Existem, no entanto, animais que são facilmente integrados no dia-a-dia dos lares e dos idosos, como cães e gatos, cujas capacidades terapêuticas já estão comprovadas, tanto em crianças com necessidades educativas especiais como com idosos. Está provado por inúmeros estudos que, apesar de não curarem, estas práticas ajudam a fomentar a interacção e as relações sociais, a recuperar a auto-estima, a afastar sentimentos de frustração, solidão, ansiedade e tristeza. Existem até estudos que referem que, por vezes, os animais conseguem comunicar melhor do que as pessoas com adultos com demência, uma vez que baseiam a sua interacção na leitura da linguagem corporal e não na linguagem verbal (por isso, tantas vezes dizemos que os nossos animais entendem quando estamos tristes e comportam-se de forma a combater a nossa tristeza).

Concluindo: os benefícios dos dois tipos de terapia são, sensivelmente, os mesmos. Relembrando: melhoria da depressão, da ansiedade, do stress, da solidão e, consequentemente, diminuição do número de fármacos ingeridos.

Os métodos utilizados nas terapias assistidas também são, sensivelmente, os mesmos que os referidos para o uso da foca Amália: sessões orientadas com terapeutas. Na terapia assistida, as interacções podem passar pela escovagem e limpeza do animal, pelo passeio com ele, pela brincadeira com bola, por comentar em grupo as interacções com o animal, pelo simples toque – acariciar o pelo. O que importa salientar é que nenhuma das terapias (com animais ou com a foca robot) dispensa a presença de terapeutas.

Aqui chegados, questiono: haverá alguma inovação nesta foca? Não vejo nenhuma a não ser o facto de se trocar um ser vivo por um ser inanimado. E tal facto leva-me à minha segunda observação: não será tudo isto demasiado frio, demasiado “robótico”? O inventor de Paro refere que as pessoas associam a interacção com o robot à relação que tinham com um gato ou um cão no passado ou à experiência de cuidar de uma criança.

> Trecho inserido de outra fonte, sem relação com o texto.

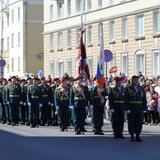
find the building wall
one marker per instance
(132, 46)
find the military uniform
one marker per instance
(116, 103)
(45, 110)
(2, 105)
(135, 105)
(34, 102)
(78, 101)
(13, 95)
(97, 103)
(62, 106)
(54, 117)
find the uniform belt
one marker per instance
(63, 98)
(78, 98)
(44, 95)
(14, 95)
(135, 102)
(34, 96)
(118, 101)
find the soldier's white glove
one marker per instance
(128, 111)
(91, 106)
(57, 107)
(71, 107)
(112, 110)
(86, 107)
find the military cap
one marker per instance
(117, 79)
(135, 77)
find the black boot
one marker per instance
(132, 138)
(138, 138)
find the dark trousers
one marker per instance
(14, 112)
(117, 119)
(2, 112)
(135, 121)
(97, 113)
(63, 116)
(34, 113)
(79, 113)
(22, 113)
(151, 116)
(8, 112)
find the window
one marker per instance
(156, 63)
(156, 22)
(140, 25)
(51, 68)
(19, 64)
(51, 41)
(77, 36)
(124, 61)
(110, 65)
(12, 16)
(12, 64)
(51, 12)
(69, 39)
(19, 14)
(69, 8)
(89, 4)
(89, 35)
(60, 68)
(140, 62)
(90, 65)
(69, 67)
(7, 21)
(99, 3)
(111, 30)
(124, 28)
(7, 42)
(111, 2)
(12, 43)
(60, 6)
(79, 5)
(60, 40)
(19, 39)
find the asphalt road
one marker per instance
(48, 143)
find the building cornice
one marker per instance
(104, 19)
(88, 12)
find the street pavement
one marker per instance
(48, 143)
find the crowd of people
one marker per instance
(69, 101)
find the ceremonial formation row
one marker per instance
(67, 101)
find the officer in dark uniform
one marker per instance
(62, 104)
(98, 95)
(34, 102)
(135, 106)
(23, 105)
(13, 93)
(53, 86)
(2, 104)
(116, 103)
(78, 102)
(45, 109)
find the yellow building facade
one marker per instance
(131, 31)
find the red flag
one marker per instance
(83, 68)
(113, 69)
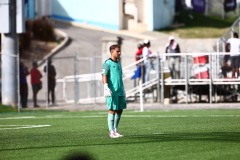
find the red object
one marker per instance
(138, 54)
(201, 59)
(201, 72)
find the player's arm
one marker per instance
(107, 91)
(104, 78)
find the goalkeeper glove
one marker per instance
(107, 91)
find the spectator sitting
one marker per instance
(138, 54)
(234, 45)
(173, 61)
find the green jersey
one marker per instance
(113, 71)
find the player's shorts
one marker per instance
(235, 62)
(116, 103)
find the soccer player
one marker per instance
(114, 90)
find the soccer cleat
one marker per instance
(118, 134)
(113, 135)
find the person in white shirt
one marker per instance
(234, 44)
(147, 63)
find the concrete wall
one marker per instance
(162, 15)
(102, 13)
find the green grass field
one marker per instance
(196, 25)
(174, 134)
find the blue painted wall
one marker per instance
(29, 9)
(102, 13)
(161, 13)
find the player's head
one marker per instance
(235, 35)
(34, 64)
(115, 51)
(146, 43)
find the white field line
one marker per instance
(126, 116)
(25, 117)
(11, 127)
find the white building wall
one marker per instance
(43, 7)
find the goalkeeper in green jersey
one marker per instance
(114, 90)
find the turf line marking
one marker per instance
(176, 116)
(22, 126)
(127, 116)
(25, 117)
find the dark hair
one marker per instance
(235, 35)
(113, 47)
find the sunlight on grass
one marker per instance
(199, 32)
(195, 25)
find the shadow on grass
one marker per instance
(150, 138)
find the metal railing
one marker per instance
(160, 79)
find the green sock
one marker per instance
(116, 121)
(110, 121)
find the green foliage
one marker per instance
(181, 134)
(189, 24)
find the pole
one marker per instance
(158, 78)
(9, 60)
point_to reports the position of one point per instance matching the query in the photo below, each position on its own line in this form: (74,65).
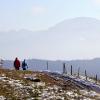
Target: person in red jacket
(16,63)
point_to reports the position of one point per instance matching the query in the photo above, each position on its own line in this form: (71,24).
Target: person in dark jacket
(24,65)
(17,63)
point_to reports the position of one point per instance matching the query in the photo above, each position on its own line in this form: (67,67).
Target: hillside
(92,65)
(20,85)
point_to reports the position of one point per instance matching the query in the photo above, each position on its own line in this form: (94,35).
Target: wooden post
(96,78)
(71,70)
(86,74)
(1,63)
(78,71)
(64,68)
(47,65)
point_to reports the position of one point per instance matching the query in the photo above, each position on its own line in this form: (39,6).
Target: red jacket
(16,63)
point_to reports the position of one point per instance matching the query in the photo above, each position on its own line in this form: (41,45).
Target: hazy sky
(37,15)
(41,14)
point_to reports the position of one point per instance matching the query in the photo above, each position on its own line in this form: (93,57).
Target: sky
(41,14)
(37,15)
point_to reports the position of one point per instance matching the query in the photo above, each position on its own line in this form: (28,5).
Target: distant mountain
(72,38)
(92,66)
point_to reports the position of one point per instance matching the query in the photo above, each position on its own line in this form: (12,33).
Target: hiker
(16,63)
(24,65)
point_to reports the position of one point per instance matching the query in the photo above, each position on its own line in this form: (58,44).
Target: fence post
(86,74)
(78,71)
(47,65)
(64,68)
(71,70)
(96,78)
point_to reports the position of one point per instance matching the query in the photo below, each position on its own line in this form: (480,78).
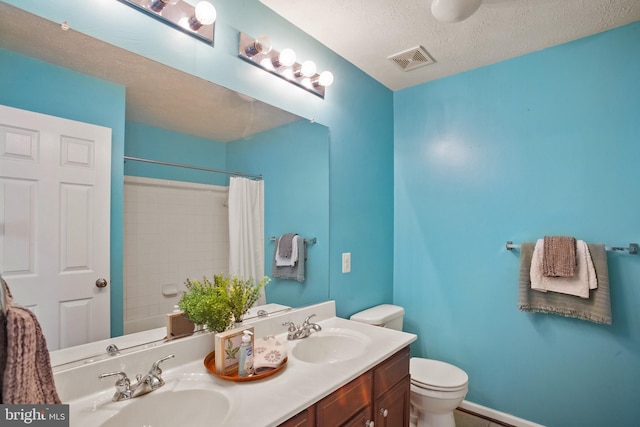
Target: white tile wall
(172,231)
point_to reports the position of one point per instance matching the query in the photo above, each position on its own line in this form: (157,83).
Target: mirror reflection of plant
(205,304)
(218,304)
(241,294)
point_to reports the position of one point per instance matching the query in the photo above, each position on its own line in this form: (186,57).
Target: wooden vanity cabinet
(378,397)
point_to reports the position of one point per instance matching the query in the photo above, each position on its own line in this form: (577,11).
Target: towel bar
(311,240)
(632,248)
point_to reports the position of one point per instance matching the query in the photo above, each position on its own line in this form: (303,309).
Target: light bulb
(454,10)
(326,78)
(308,68)
(205,13)
(260,45)
(286,58)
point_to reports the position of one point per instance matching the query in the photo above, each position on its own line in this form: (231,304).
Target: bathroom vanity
(379,397)
(349,373)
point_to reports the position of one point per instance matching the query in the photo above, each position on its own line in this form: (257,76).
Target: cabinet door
(392,408)
(361,419)
(343,404)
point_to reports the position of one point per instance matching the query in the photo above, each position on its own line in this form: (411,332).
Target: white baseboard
(497,415)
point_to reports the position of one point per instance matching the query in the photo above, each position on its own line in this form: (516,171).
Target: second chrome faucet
(301,331)
(144,384)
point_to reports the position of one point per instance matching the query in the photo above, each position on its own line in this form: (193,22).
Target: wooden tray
(210,364)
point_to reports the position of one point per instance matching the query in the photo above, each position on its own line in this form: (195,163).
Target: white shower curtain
(246,230)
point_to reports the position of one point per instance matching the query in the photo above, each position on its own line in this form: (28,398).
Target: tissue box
(227,350)
(178,325)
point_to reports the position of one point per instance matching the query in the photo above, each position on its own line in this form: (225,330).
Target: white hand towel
(291,261)
(269,353)
(579,285)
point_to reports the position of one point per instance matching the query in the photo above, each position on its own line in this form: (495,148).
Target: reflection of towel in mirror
(295,272)
(27,376)
(290,241)
(596,309)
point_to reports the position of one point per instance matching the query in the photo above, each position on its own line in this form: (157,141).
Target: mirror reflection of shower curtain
(246,230)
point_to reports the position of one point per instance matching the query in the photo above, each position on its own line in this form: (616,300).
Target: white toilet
(437,388)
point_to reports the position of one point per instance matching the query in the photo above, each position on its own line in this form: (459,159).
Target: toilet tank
(385,315)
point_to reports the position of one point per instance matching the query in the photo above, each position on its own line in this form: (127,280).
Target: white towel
(579,285)
(291,261)
(268,353)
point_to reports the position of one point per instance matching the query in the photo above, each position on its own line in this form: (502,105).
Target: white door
(54,222)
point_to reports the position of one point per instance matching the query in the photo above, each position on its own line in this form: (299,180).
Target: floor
(470,419)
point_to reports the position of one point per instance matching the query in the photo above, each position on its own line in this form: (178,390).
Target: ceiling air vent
(412,58)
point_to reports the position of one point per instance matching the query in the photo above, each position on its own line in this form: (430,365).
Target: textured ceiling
(188,105)
(367,32)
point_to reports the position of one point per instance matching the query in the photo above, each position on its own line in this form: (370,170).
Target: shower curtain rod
(246,175)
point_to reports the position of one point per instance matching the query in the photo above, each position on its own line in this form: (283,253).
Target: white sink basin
(331,346)
(187,400)
(173,408)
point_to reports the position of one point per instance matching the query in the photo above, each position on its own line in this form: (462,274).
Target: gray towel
(596,309)
(285,244)
(291,273)
(27,377)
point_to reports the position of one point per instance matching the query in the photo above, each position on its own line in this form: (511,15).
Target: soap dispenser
(245,365)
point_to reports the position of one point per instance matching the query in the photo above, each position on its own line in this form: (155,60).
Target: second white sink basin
(331,346)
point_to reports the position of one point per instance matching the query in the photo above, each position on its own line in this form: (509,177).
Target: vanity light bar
(258,52)
(197,21)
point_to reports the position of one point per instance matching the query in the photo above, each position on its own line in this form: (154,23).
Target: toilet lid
(436,375)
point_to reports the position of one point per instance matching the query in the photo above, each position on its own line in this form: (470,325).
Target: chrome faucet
(144,384)
(301,331)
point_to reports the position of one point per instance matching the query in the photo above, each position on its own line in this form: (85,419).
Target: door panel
(54,222)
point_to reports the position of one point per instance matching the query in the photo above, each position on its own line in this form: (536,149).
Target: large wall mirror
(177,118)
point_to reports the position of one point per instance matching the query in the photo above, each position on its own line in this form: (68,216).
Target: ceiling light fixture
(259,52)
(454,10)
(197,21)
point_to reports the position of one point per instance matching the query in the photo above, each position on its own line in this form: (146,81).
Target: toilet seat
(436,375)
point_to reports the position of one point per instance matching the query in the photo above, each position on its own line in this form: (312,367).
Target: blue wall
(294,161)
(544,144)
(149,142)
(38,86)
(357,109)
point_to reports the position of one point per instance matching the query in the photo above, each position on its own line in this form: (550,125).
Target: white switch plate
(346,262)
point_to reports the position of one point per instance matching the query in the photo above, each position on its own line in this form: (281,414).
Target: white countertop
(265,402)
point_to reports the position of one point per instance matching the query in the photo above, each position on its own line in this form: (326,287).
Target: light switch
(346,262)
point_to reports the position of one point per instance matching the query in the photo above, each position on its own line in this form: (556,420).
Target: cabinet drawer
(340,406)
(303,419)
(389,372)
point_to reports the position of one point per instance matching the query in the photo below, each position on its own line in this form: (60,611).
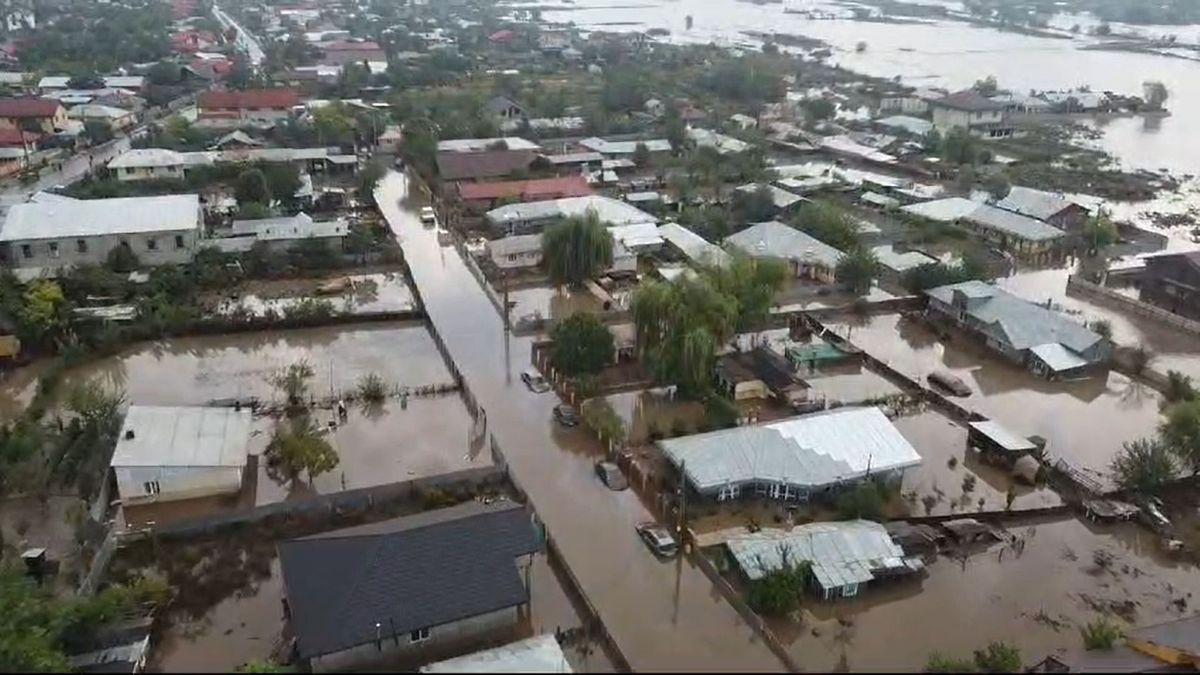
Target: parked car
(567,416)
(658,538)
(534,381)
(611,476)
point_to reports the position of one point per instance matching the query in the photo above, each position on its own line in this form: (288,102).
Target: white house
(516,251)
(178,453)
(64,232)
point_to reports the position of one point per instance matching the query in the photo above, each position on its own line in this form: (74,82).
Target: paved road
(664,615)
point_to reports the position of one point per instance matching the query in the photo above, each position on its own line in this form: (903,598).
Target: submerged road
(664,615)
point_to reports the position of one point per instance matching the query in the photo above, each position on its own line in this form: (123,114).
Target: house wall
(144,484)
(168,250)
(441,638)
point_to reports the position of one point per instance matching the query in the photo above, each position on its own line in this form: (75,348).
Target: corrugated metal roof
(183,436)
(810,451)
(840,554)
(540,653)
(89,217)
(778,240)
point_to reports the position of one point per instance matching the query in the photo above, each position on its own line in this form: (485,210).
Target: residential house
(807,256)
(970,111)
(484,196)
(534,216)
(1173,282)
(264,106)
(792,459)
(64,232)
(28,113)
(167,453)
(1032,335)
(406,586)
(516,251)
(540,653)
(843,556)
(1049,207)
(117,118)
(352,52)
(760,374)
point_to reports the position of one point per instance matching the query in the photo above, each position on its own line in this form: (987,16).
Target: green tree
(1101,633)
(252,187)
(299,448)
(582,345)
(576,249)
(1099,231)
(831,225)
(999,657)
(942,663)
(1144,466)
(1181,434)
(857,269)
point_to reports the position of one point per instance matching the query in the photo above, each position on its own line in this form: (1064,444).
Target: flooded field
(1035,598)
(1084,422)
(196,370)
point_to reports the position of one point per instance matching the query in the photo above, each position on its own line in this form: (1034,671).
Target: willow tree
(576,249)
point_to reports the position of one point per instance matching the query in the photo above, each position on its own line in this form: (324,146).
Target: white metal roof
(90,217)
(840,554)
(694,246)
(778,240)
(810,451)
(183,436)
(1002,436)
(539,653)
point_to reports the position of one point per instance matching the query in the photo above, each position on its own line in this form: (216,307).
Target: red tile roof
(527,190)
(274,99)
(28,107)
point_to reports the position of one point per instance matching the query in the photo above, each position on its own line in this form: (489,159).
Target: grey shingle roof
(407,573)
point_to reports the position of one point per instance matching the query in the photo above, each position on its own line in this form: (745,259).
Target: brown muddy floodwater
(1037,599)
(1174,350)
(1085,422)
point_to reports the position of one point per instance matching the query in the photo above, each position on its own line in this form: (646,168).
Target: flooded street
(664,616)
(1085,422)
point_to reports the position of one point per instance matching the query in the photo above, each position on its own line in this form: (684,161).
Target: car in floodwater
(658,538)
(534,381)
(567,416)
(611,476)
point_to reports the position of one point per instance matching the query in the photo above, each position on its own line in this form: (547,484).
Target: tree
(582,345)
(298,447)
(1099,231)
(576,249)
(97,131)
(999,657)
(1181,434)
(857,269)
(641,155)
(1155,93)
(831,225)
(941,663)
(1101,634)
(252,187)
(987,87)
(1143,466)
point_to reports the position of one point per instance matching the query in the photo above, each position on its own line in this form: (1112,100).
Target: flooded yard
(1085,422)
(1036,598)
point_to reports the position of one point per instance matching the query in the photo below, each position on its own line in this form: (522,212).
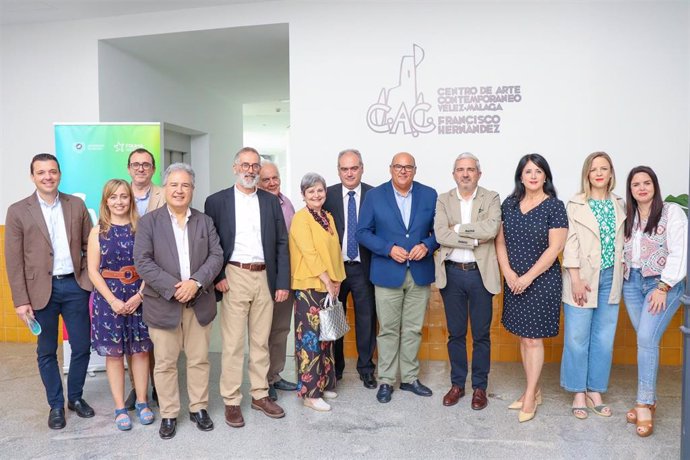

Então, não será melhor fazê-lo com um ser vivo? Não faltam animais em Portugal e muitos (imensos) iriam agradecer esta oportunidade de vida!

Quanto àqueles que já pensam em termos de custos, refiro que o robot está orçamentado em cinco mil euros e não descarta a necessidade de técnicos a trabalhar com ele. Não valerá a pena investir em animais e em terapias assistidas mais do que em seres inanimados? Não será mais proveitoso para todos (seres humanos e animais) a interacção com seres vivos do que com este robot?